Weißenborn. Der wegen sexuellen Missbrauchs und Exhibitionismus verurteilte 26 Jahre alte Mann aus Pakistan darf nicht in die Gemeinschaftsunterkunft nach Weißenborn zurückkehren. Das hat die Stabstelle Migration des Landkreises nach Protesten der Eltern und von Bürgermeister Thomas Mäurer entschieden.

Der Mann hatte gestanden, im Linienbus nach Weißenborn blank gezogen zu haben. „Es waren wohl auch Schüler von hier mit in dem Bus“, sagt Weißenborns Bürgermeister Thomas Mäurer. Ihn habe die Entscheidung „schockiert“. „Man kann doch einen Straftäter nicht zurück an den Ort des Verbrechens bringen“, sagt er. Kurz nachdem der Artikel zu dem Verfahren in unserer Zeitung veröffentlicht wurde, hätten viele besorgte Eltern bei ihm angerufen. „Die haben mich gefragt, wie so etwas möglich ist, und Bedenken geäußert, ob ihre Kinder im Bus sicher sind“, sagt Mäurer.

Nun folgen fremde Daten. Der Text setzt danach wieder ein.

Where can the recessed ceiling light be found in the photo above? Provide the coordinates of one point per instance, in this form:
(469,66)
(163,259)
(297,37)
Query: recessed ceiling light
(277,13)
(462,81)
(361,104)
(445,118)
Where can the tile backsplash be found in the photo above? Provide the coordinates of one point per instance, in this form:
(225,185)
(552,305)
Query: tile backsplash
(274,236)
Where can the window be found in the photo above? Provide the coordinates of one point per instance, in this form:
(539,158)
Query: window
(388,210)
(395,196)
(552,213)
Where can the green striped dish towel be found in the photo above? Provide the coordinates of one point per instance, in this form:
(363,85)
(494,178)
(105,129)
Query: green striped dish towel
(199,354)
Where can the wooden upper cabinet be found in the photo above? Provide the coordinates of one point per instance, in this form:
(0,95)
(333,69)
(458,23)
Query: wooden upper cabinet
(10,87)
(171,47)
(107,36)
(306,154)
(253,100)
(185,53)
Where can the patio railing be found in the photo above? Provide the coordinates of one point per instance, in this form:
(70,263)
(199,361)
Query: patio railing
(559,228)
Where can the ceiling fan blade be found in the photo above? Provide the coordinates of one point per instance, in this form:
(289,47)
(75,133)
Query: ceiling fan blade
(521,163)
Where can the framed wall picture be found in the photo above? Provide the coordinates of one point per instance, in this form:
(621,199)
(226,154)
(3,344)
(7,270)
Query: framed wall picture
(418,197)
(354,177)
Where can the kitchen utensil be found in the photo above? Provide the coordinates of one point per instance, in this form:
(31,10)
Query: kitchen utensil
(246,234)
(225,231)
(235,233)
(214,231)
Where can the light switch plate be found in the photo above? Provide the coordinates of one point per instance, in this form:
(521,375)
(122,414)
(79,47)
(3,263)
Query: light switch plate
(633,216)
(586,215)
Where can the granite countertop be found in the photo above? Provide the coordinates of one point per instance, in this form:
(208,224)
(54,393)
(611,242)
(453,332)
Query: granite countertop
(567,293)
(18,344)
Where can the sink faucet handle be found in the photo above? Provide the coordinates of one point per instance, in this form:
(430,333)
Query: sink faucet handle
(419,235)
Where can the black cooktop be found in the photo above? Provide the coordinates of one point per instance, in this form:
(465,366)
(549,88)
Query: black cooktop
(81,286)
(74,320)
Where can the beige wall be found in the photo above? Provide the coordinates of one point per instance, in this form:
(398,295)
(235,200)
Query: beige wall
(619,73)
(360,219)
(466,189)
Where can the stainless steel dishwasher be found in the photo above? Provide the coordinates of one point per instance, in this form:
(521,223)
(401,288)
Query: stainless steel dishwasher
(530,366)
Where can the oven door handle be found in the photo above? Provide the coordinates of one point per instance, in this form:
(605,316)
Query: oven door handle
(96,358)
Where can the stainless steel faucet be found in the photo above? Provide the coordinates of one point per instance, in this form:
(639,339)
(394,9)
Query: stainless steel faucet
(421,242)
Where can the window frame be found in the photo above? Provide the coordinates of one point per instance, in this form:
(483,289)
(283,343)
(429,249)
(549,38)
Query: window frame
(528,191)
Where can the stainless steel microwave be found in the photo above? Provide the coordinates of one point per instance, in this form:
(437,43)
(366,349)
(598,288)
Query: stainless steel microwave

Mäurer war überrascht: „Ich habe aus der Zeitung erfahren, dass der Mann wieder herkommt.“ Nach einigen Telefonaten sei er mit dem Kreis übereingekommen, dass der 26-jährige Pakistani unter diesen Umständen nach der Untersuchungshaft nicht in Weißenborn leben könne. Als dieser am Freitag mit Betreuern vor dem Bürgermeisteramt in Weißenborn stand, ist die Entscheidung gefallen. „Ich will den Kreis in Schutz nehmen. Er musste schnell handeln, und wir haben die Angelegenheit dann fix und vernünftig geklärt“, sagt Mäurer.

Kreissprecher Jörg Klinge erklärt, dass die Wahl wieder auf Weißenborn fiel, weil Plätze in Gemeinschaftsunterkünften mit ausschließlich männlichen Bewohnern knapp seien. Nachdem Bürgermeister Mäurer Ängste und Unmut der Dorfbewohner schilderte, habe man den Flüchtling anderswo untergebracht. „Um die Lage nicht eskalieren zu lassen“, sagt Klinge. Die Stabstelle Migration strebe nun eine Beschleunigung des Asylverfahrens an.

Hintergrund:

Zu einer Haftstrafe von elf Monaten auf Bewährung ist der 26-Jährige vergangene Woche verurteilt worden. Er gestand sexuellen Missbrauch, Exhibitionismus und Erschleichung von Leistungen. Zum Zeitpunkt seiner ersten Tat lebte er in Eschwege. Er berührte eine Vierjährige am Oberschenkel und im Genitalbereich. Danach sollte er in die Gemeinschaftsunterkunft nach Weißenborn verlegt werden. Auf der Fahrt dorthin öffnete er im Linienbus nahe Wanfried seine Hose und berührte seinen Penis. Er setzte sich in die Reihe zu einem 16-jährigen Mädchen. Vor der Untersuchungshaft lebte der Mann in Wichmannshausen, Eschwege und Weißenborn.